Pero ya se sabía que cargas eléctricas del mismo tipo se repelen, entonces, ¿cómo se
explicaba la estabilidad del núcleo atómico? Rutherford postuló la existencia de otro
tipo de partícula nuclear, el neutrón. Restaba otra dificultad: dado que cargas eléctricas de
distinto tipo se atraen, ¿por qué los electrones (con carga eléctrica negativa) no se caían
sobre el núcleo (con carga eléctrica positiva)? En 1913, Niels Bohr propone un modelo
atómico, que amplía el de Rutherford y presenta una forma de explicar la dificultad
mencionada. El modelo atómico de Bohr acepta la idea del núcleo y los electrones
moviéndose a su alrededor. La idea nueva que postula es que esos electrones no pueden
viajar por cualquier trayectoria, sino solamente por determinas órbitas. Un electrón
que se mueve en una de estas órbitas posee determinada energía, se mantiene
estable, no pierde ni gana energía y no “se cae” en el núcleo. Si el electrón recibe
energía (por ejemplo cuando se calientan los átomos) pasa a una órbita más alejada
del núcleo. Lo opuesto ocurre si emite o pierde energía.

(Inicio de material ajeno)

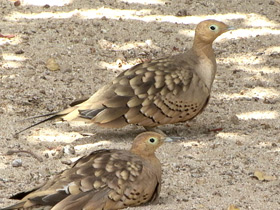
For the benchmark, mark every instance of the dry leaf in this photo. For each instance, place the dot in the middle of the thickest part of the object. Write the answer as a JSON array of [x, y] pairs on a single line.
[[52, 65], [263, 177], [233, 207]]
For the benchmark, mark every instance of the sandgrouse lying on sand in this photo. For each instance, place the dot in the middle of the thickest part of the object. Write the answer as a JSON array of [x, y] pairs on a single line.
[[161, 91], [105, 179]]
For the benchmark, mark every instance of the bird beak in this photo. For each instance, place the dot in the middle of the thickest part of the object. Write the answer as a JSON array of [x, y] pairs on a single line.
[[230, 28], [168, 139]]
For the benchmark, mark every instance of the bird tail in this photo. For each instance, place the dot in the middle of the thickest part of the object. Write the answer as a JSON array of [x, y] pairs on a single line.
[[15, 206], [53, 115]]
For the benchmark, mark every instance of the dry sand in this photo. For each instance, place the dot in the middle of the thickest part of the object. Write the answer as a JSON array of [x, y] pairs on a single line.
[[93, 41]]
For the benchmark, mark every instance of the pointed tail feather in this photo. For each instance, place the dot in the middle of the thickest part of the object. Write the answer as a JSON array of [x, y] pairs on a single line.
[[54, 116]]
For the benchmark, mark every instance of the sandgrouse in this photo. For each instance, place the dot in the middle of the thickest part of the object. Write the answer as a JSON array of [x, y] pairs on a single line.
[[105, 179], [161, 91]]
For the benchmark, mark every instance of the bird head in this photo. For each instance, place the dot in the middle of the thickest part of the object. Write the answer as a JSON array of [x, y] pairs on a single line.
[[208, 30]]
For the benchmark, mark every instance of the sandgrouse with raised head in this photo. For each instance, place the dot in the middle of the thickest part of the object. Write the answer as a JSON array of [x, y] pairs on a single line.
[[104, 180], [161, 91]]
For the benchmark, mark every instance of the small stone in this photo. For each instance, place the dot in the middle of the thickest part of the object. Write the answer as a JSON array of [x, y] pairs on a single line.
[[17, 163], [19, 52], [234, 119], [69, 150], [52, 65]]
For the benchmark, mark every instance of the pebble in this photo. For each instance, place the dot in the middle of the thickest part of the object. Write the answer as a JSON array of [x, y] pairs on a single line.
[[17, 163]]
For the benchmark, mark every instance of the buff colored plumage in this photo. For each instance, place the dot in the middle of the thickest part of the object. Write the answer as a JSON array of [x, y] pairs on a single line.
[[161, 91], [103, 180]]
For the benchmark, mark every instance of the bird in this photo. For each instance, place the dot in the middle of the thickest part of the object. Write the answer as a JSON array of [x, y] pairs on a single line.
[[103, 180], [168, 90]]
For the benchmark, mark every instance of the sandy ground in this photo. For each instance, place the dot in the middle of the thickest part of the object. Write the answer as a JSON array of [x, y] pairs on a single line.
[[93, 41]]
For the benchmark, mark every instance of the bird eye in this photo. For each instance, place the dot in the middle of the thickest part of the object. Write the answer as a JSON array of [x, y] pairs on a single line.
[[213, 27], [152, 140]]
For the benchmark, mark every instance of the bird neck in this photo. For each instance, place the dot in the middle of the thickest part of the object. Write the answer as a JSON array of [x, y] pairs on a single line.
[[206, 67], [143, 153]]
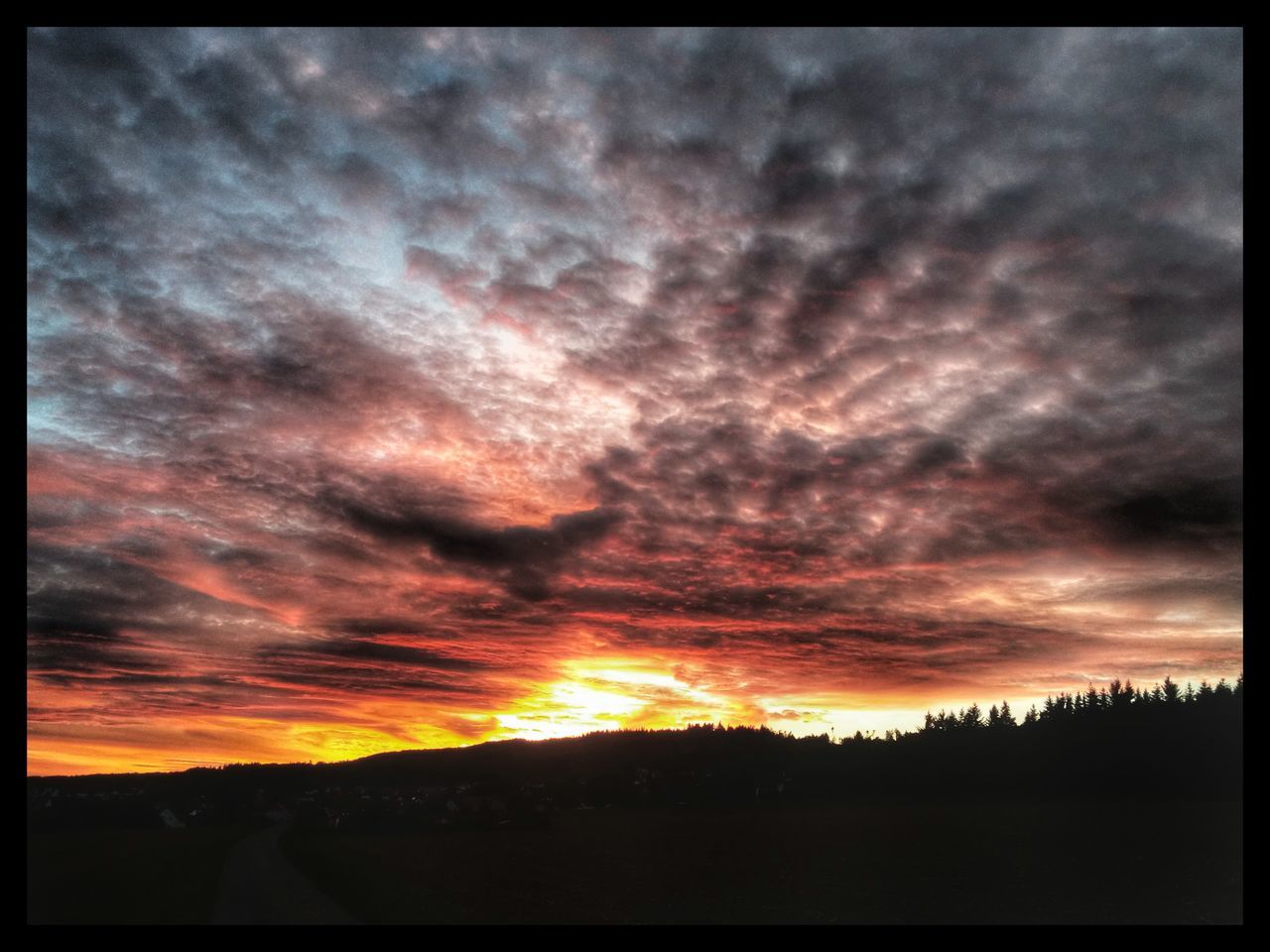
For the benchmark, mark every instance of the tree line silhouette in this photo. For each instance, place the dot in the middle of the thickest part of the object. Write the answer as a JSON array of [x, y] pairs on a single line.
[[1118, 701], [1116, 743]]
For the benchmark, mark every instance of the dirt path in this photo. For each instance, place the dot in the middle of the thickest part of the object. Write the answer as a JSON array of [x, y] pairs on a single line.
[[261, 887]]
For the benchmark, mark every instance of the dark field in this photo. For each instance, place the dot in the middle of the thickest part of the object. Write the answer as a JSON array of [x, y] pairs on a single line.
[[903, 864], [125, 876]]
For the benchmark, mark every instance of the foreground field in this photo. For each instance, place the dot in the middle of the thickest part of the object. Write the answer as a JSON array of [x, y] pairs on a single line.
[[1038, 864], [125, 876]]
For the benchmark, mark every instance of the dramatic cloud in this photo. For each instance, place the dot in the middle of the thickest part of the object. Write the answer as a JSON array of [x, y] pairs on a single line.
[[413, 388]]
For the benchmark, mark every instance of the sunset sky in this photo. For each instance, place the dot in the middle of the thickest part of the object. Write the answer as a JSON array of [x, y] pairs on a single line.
[[414, 389]]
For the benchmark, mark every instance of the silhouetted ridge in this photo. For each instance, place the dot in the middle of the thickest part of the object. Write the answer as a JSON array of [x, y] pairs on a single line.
[[1118, 743]]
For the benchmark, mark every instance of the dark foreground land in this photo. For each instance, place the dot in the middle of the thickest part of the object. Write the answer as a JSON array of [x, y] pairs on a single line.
[[114, 876], [901, 864], [1115, 806], [1162, 862]]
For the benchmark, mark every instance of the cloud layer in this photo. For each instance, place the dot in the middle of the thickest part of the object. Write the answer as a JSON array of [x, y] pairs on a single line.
[[394, 389]]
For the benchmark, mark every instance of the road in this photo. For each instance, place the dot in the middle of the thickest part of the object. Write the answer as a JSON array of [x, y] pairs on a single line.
[[261, 887]]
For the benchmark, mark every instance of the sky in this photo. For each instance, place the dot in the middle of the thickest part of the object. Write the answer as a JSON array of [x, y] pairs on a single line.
[[413, 389]]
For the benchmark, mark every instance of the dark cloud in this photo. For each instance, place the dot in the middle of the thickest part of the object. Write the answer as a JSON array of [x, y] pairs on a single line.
[[413, 361]]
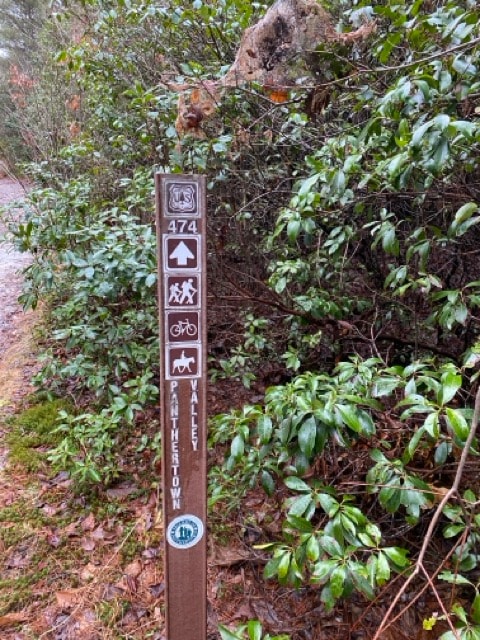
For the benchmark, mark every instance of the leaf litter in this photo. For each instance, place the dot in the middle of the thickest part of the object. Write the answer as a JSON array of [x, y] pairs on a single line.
[[90, 566]]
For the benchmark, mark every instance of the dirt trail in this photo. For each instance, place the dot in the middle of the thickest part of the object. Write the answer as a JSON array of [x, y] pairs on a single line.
[[15, 325]]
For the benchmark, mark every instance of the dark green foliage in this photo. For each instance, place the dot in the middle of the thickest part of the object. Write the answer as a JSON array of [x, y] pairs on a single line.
[[344, 220]]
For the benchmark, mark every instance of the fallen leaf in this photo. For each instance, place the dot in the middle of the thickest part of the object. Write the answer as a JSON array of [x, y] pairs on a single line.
[[88, 524], [53, 539], [157, 589], [87, 543], [69, 598], [50, 510], [134, 569], [71, 530], [88, 572], [11, 619], [98, 533]]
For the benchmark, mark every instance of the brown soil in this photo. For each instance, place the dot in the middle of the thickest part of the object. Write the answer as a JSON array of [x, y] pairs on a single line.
[[95, 567], [15, 325]]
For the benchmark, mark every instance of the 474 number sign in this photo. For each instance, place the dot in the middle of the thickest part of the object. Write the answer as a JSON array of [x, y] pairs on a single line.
[[180, 218]]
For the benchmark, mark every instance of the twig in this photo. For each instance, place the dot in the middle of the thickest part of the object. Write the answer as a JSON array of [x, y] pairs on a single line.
[[419, 567]]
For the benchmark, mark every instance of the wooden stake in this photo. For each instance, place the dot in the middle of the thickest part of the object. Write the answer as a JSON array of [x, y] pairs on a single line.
[[181, 213]]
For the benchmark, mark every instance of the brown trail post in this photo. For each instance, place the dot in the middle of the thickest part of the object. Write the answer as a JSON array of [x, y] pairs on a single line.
[[180, 217]]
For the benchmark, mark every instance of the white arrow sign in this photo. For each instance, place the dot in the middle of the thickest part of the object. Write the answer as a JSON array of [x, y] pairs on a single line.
[[181, 254]]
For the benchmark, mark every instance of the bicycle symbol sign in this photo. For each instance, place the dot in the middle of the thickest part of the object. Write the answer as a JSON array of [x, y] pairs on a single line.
[[183, 326]]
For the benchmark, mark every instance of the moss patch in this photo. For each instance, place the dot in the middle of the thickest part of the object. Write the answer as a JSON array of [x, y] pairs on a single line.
[[32, 434]]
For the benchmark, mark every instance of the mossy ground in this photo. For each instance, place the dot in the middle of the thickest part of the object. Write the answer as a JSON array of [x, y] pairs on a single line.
[[86, 565], [32, 433]]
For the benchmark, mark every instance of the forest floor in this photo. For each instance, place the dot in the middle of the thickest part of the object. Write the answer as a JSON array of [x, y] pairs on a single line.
[[89, 566]]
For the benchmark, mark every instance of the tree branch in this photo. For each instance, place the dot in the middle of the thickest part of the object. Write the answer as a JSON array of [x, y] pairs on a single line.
[[433, 522]]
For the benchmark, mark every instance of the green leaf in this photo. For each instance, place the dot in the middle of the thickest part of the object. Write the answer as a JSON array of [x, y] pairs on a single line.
[[384, 386], [301, 524], [296, 484], [307, 436], [331, 546], [268, 483], [475, 610], [451, 383], [284, 564], [383, 569], [226, 634], [300, 505], [313, 549], [264, 428], [350, 416], [337, 580], [458, 423], [237, 448], [397, 555], [322, 570], [254, 630]]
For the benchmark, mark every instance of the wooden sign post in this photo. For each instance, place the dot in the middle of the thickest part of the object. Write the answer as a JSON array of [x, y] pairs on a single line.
[[181, 212]]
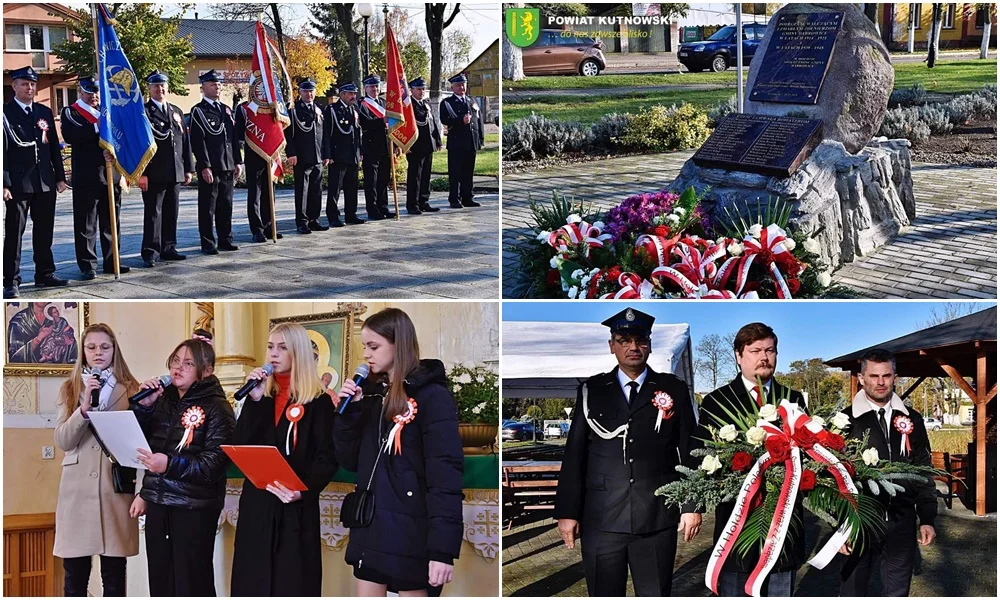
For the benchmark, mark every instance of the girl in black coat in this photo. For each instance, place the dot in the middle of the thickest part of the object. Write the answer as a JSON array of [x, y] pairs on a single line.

Este modelo fue toda una innovación que sacudió al mundo científico, pero muy pronto
necesitó ser mejorado para dar cuenta de la avalancha de resultados experimentales
e ideas teóricas que aparecieron durante las primeras décadas del siglo XX. Einstein, De Broglie, Heisenberg, Schrödinger, Born, son los apellidos de algunos de los científicos que hicieron
enormes aportes para el conocimiento del mundo atómico. El modelo atómico
continuó siendo perfeccionado, tanto en lo referente a la composición del núcleo
como sobre la distribución de los electrones a su alrededor.
La principal modificación en este último sentido, que surge en el llamado modelo atómico cuántico consistió en que se abandonó la idea de órbita, es decir, la posibilidad de conocer la trayectoria de un electrón en un átomo y se comenzó a hablar de la energía asociada a cada electrón y de capas o niveles electrónicos, grupos de electrones con energía similar.